Comcast/Charter Sports Southeast

Comcast/Charter Sports Southeast
Comcast Sports Southeast
Charter Sports Southeast
CSS logo
Launched 1999
Owned by NBCUniversal
Charter Communications
Country United States
Language American English
Broadcast area Alabama
Arkansas
Florida
Georgia
Kentucky
Louisiana
Mississippi
North Carolina
South Carolina
Tennessee
Texas
Virginia
West Virginia
Website CSS Sports

Comcast Sports Southeast/Charter Sports Southeast (CSS) is a cable regional sports network based in Atlanta, Georgia, and serving 6 million cable subscribers across twelve U.S. states. It is a joint venture between Comcast (through NBCUniversal) and Charter Communications, and appears on many of the two companies' cable systems across the Southern United States. The initials stand for Comcast Sports Southeast in Comcast markets and Charter Sports Southeast in Charter markets; the legal name for the network is Cable Sports Southeast, LLC. Despite the co-ownership, the network's logo uses the "crescent C" from the Comcast logo. CSS is only available on terrestrial cable, and is used as a selling point of terrestrial cable service over satellite services such as DirecTV and Dish Network. For the same purpose, CSS is occasionally offered to subscribers of other cable systems that may or may not compete with Comcast or Charter in their specific markets.
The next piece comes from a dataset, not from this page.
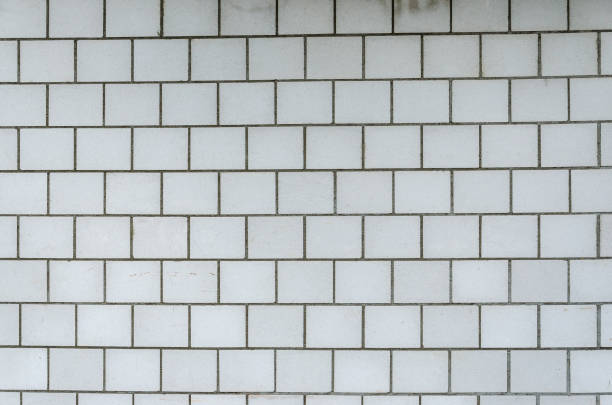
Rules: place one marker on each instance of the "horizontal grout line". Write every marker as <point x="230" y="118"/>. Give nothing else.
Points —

CSS may also refer to Comcast Sports Southwest, a new local sports channel delivering the most comprehensive local college and high school sports coverage for Houston-area athletes and sports fans.[1]

Background

CSS is in direct competition with Fox Sports South and SportSouth, both of which are RSNs owned by News Corporation and based in Atlanta. All three networks share some programming, including college coaches' shows. CSS, by and large, has closer relationships with many of the region's individual colleges and universities, whereas Fox Sports South and SportSouth have ties to most of the South's professional sports teams and the Southeastern and Atlantic Coast conferences as wholes. CSS, on the other hand, will regularly broadcast live sporting events of some of the smaller and less heralded colleges of the region, as well as those of some of the large SEC and ACC schools (for example, college baseball coverage includes SEC, ACC, Sun Belt, C-USA, and Atlantic Sun conference games[2]). During football season, CSS produces its own feeds of many of the region's major college games exclusively for tape-delayed broadcasts, even though the games may have aired live on other networks.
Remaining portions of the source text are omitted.